Señores magistrados: el pueblo de Atenco y sus militantes y dirigentes presos, desde la resistencia inicial al despojo de sus tierras y bienes para construir en esa zona, sin consulta alguna, un nuevo aeropuerto, han seguido en cada uno de sus pasos el camino legal y la vía judicial, que acompañaron con movilizaciones porque el bronco gobierno priísta que padece el estado de México no reconoce la legalidad, sino sólo las relaciones de fuerza. Sus movilizaciones fueron siempre defensivas, para que no les conculcasen derechos o para enfrentar la violencia estatal.
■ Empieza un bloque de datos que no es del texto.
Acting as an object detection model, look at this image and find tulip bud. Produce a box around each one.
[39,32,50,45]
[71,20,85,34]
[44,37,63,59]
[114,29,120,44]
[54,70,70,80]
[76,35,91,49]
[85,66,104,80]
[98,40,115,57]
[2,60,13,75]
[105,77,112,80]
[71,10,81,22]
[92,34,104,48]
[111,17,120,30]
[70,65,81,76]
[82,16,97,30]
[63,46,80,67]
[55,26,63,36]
Lo que, en un fallo aberrante, se equipara a un secuestro de persona, lo están haciendo todos los días los obreros franceses cuando les cierran la fuente de trabajo sin que la justicia francesa recurra a algún Almoloya; o lo hicieron en 1964 los obreros argentinos cuando ocuparon simultáneamente 4 mil fábricas, manteniendo en ellas a patrones y gerentes como garantía contra la represión de la dictadura militar.
El secuestro con fines de extorsión convierte al rehén en mercancía, lo cosifica; la retención de un funcionario para que cumpla su palabra o con lo firmado es, en cambio, una presión extrema pero transitoria que no anula la individualidad del retenido. Por tanto, es insostenible alegar que esa privación momentánea de la libre circulación de una persona sea un secuestro, porque entonces hasta una manifestación secuestraría
un barrio o una ciudad. Señores jueces: ¡desarmen el andamiaje político de falsedades lanzadas contra militantes sociales por quienes, en la cabeza de ellos, quieren hacer un escarmiento y aterrorizar a la sociedad! ¡Liberen a todos los presos políticos, comenzando por los de Atenco!.